In this workshop, participants will gain a basic understanding of how to acquire and effectively utilize cancer genomic data. By the end of the course, attendees will be equipped to create a detailed R Markdown report for their designated TCGA ID. This report will feature graphical visualizations and basic statistical analysis, identifying potential mutations and/or gene variations through Exome/RNA sequencing. Key topics to be covered include:
- Different types of sequencing, such as Whole Exome Sequencing (WES) and Whole Genome Sequencing (WGS), as well as the distinction between DNA and RNA sequencing.
- Standard pipelines for processing sequencing reads into actionable information.
- The scale of modern datasets like TCGA and their applications in healthcare.
- Understanding a standard genome: For example, an average genome may exhibit 4-5 million variants compared to the reference human genome. This leads to discussions about germline vs. somatic mutations, which are crucial in cancer studies.
- Classes of somatic mutations
- Coding
- Silent
- Missense
- Nonsense
- Noncoding ( UTR )
- Intronic
- Intergenic
- Splice site variants?
- Insertion
- Deletions
- Duplications
How RNA and DNA sequencing data can be integrated to find functional variants? Variant prediction tools – e.g. CADD scores, and other methods Comparison to known cancer genes or even known cancer causing variants Pathway analysis – how this leads in to the design/search of drugs Structural biology for coding variants
7. We will also do a quick overview of RNAseq and how to utilize it to find genes of interests as well as go over the fundamentals of pathway analysis.
- Breast cancer is an ideal dataset for study, as there is a sufficient amount of knowledge available to validate our results, yet there remains ample opportunity for interesting and valuable discoveries.
- This workshop will be entirely focused on the analysis of public datasets collected via an API in an R environment and analyzed in real-time.
- The primary goal of this workshop is to provide you with the foundation to pursue further research projects. We hope that you will be able to use and expand upon what you learn here. In this 2-3 hour workshop we will attempt to:
- "discover" a general molecular profile for the TCGA Breast Cancer dataset.
- Each participant has been assigned a TCGA patient identifier for this dataset, and your task is to use the tools provided in this workshop to gather as much information as possible. At the end of the workshop, you should have a complete report for your assigned sample.

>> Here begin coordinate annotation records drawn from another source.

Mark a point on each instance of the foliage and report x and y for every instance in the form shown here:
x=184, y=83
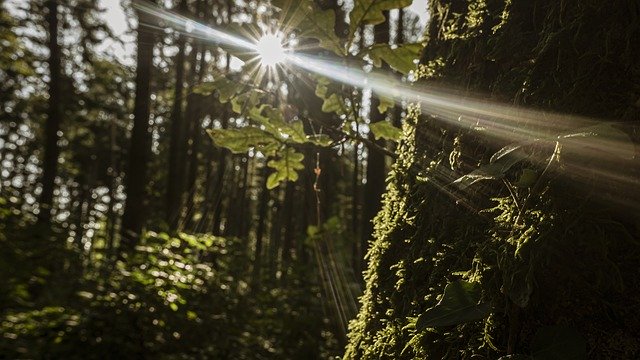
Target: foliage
x=549, y=255
x=175, y=297
x=270, y=127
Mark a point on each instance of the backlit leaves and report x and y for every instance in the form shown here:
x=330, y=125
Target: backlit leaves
x=286, y=168
x=311, y=21
x=460, y=303
x=239, y=141
x=400, y=57
x=385, y=130
x=371, y=12
x=558, y=342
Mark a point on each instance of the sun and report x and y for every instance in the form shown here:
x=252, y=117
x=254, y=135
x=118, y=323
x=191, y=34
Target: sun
x=270, y=50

While the assignment is an important aspect of this workshop, the primary objective is to spark your enthusiasm for bioinformatics and illustrate the depth of information that can be obtained even with a cursory examination of data. The possibilities are endless, so feel free to ask questions and embrace the learning experience. We encourage you to fully participate and take advantage of this. Contact information is provided in the class notes.
-
We will start with basic data mining. To kick off, we will learn how to directly download public datasets using R. There are various sources and APIs available, but in this workshop, we will be utilizing cBioPortal
-
Although this workshop is not an R course, we will cover the basics of the language and how to handle datasets, as well as create basic plots such as,
- Subset type of mutations.
- Aggregate by attributes such as types of mutations.
- Query ( eg. for specific variants )
- Tabulate mutations ( eg. frequency tables ) .
- How to identify what could be potentially be pathogenic and cross reference it with existing data.
- How to take existing mutation data and predict possible actionable targets for either druggability, diagnostic or prognosis.
- You will also learn a few ways to plot the data.
- Basic plotting of your mutation table.
- How to generate figures to look for total burden across different chromosome/regions.
- In addition we will cover the basics of RNAseq and how to do basic comparisons, pathway analysis, correlations as well identify outliers for single sample.